All dies gelingt der Autorin und sie hat eine ganz besondere Art sich auszudrücken, so dass es bei mir auch mal wieder das ist, was den Ausschlag gibt, sich näher mit dem Buch zu beschäftigen. Es ist eines dieser Bücher, das einen erst langsam in die Geschichte bringt und dann immer tiefer hineinsaugt.
Es ist keine Actiongeschichte, eher eine leise Reise zum inneren Wachstum.
Wie hat dir das Buch gefallen? Lass mir gerne deinen Eindruck zum Buch in einem Kommentar hier.
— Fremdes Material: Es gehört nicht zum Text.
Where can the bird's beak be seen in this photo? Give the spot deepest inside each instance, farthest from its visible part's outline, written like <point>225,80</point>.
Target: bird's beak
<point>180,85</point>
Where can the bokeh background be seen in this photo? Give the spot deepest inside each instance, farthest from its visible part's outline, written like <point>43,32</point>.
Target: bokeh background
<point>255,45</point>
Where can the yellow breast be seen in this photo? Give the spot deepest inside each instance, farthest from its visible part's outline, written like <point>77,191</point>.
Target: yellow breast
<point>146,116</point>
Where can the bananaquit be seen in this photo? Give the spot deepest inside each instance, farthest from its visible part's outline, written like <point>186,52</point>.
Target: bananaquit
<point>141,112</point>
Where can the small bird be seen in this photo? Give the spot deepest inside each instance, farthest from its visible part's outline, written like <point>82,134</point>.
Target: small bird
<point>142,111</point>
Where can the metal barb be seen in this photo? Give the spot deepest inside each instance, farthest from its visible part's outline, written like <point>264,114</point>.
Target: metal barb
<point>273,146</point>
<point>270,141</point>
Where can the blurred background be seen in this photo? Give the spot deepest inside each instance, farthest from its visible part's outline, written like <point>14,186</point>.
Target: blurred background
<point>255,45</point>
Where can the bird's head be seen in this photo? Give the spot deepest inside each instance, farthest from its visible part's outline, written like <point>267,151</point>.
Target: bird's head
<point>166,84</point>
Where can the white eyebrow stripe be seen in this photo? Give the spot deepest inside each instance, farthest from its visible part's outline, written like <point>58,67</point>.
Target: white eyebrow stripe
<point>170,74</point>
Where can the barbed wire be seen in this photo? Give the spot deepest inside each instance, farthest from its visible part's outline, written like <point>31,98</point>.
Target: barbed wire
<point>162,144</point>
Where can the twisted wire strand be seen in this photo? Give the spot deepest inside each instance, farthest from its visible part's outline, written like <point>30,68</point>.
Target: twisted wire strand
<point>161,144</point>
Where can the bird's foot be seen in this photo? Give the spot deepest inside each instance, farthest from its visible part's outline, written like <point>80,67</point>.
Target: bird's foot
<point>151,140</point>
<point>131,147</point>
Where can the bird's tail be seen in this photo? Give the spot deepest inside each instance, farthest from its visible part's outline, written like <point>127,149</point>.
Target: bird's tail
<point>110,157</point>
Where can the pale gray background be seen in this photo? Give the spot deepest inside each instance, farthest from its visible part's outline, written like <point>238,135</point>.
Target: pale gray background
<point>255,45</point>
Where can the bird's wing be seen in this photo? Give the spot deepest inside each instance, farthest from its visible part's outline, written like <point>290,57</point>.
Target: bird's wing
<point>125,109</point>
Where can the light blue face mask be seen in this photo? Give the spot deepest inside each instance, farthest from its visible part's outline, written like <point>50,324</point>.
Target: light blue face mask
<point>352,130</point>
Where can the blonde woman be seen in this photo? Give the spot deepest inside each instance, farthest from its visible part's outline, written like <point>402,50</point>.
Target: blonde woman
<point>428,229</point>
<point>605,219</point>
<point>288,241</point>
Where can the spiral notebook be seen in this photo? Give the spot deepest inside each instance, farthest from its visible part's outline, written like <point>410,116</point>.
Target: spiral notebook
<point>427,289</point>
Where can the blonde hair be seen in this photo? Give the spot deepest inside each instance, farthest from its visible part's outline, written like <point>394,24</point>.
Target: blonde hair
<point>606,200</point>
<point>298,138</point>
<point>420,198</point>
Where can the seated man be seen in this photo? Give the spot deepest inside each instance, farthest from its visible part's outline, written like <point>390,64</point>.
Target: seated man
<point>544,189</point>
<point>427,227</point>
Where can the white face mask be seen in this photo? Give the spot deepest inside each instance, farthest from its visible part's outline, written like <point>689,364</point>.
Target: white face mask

Autorin: Caroline Albertine Minor
Übersetzerin: Ursel Allenstein
Verlag: Diogenes Verlag
Erschienen: 2021
ISBN: 978-3-257-07178-8
Mein eBook ist ein kostenloses Rezensionsexemplar, welches mir vom Diogenes Verlag über NetGalley zur Verfügung gestellt wurde. Herzlichen Dank hierfür!
Ob mir ein Buch kostenlos als Leseexemplar zur Verfügung gestellt wurde, ich es geliehen, geschenkt bekomme oder selbst gekauft habe – all dies hat keinen Einfluss auf meine Rezension. Meine Rezensionen geben allein meine Meinung wieder, die ich mir während des Lesens gebildet habe.